Can I swap the two pointers within the 'Pinned-box'?
pinned_box_1 pinned_box_2
|-------------| |-------------|
| pointer_one |<--swap them--?>| pointer_two |
|-------------| |-------------|
| |
V V
struct_of_type_T_one struct_of_type_T_two
|-------------| |-------------|
| value_one | | value_two |
|-------------| |-------------|
fixed_addr fixed_addr
If yes, how do I swap them?
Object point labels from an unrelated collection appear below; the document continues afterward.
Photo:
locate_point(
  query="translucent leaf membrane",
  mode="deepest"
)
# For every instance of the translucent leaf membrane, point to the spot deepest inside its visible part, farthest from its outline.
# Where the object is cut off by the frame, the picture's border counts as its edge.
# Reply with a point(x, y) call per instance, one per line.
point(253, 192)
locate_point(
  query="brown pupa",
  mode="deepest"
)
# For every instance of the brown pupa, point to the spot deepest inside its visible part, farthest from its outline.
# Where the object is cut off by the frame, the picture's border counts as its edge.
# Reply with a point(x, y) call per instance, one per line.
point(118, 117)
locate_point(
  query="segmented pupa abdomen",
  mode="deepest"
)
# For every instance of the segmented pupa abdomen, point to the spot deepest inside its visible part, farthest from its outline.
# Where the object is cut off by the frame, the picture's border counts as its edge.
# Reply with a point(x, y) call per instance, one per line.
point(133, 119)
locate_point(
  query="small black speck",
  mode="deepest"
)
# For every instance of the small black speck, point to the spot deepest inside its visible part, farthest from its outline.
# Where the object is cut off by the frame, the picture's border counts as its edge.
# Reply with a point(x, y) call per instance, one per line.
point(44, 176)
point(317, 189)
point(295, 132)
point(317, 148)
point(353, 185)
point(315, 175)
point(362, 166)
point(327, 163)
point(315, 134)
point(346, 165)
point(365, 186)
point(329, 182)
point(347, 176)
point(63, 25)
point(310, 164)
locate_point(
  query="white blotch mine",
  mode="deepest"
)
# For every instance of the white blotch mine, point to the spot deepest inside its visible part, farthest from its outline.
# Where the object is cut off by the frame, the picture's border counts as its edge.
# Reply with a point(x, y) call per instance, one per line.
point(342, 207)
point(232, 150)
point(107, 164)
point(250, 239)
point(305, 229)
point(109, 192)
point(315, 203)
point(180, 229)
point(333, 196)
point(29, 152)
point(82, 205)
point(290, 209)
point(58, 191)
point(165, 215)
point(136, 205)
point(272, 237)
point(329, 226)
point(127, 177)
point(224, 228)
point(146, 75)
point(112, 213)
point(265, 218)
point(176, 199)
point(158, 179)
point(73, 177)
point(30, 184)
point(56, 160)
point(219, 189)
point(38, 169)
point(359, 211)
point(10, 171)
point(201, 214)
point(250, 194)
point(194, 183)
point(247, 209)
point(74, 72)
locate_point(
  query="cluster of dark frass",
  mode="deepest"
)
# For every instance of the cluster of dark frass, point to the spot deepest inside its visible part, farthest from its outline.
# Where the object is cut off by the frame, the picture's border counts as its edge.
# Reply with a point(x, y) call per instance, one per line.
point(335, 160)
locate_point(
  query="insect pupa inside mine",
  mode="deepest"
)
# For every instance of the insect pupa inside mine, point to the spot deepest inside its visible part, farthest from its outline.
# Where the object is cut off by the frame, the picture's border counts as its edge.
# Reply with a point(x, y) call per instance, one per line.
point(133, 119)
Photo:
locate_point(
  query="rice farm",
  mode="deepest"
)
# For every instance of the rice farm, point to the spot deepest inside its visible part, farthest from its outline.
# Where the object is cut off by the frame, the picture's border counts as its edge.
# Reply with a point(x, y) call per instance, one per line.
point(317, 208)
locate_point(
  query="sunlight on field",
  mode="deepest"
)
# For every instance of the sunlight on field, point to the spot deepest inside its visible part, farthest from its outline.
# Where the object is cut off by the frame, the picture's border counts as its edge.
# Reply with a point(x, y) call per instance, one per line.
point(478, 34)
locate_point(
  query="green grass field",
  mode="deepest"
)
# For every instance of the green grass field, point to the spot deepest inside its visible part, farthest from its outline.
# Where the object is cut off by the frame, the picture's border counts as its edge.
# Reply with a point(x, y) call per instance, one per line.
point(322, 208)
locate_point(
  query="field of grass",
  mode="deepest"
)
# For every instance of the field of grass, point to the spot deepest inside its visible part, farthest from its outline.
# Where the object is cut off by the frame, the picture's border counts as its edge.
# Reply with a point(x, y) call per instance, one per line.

Will std::mem::swap work in this case?
The answer to the body of your question is yes, you can, you don't even need std::mem::swap:
fn main() {
let mut pointer_one = Box::pin(99);
let mut pointer_two = Box::pin(88);
println!("pointer_one: {0:p}, {0}", pointer_one);
println!("pointer_two: {0:p}, {0}", pointer_two);
std::mem::swap(&mut pointer_one, &mut pointer_two);
// (pointer_one, pointer_two) = (pointer_two, pointer_one); //also works
println!("\nafter swap\n");
println!("pointer_one: {0:p}, {0}", pointer_one);
println!("pointer_two: {0:p}, {0}", pointer_two);
}
output:
pointer_one: 0x558a90ebb9d0, 99
pointer_two: 0x558a90ebb9f0, 88
after swap
pointer_one: 0x558a90ebb9f0, 88
pointer_two: 0x558a90ebb9d0, 99
This is possible because Pin only makes guarantees about the pointee, not the pointer itself, like any other value the pointer remains movable.
The answer to the title of your question is no, it's not possible to swap two values behind pinned pointers, that's exactly what Pin was made to prevent, the moving of the values.
There is one exception, if the type behind the pointer implemnts Unpin that signals it's save to move values of that type and Pin<Ptr<T>> will implement DerefMut allowing a swap.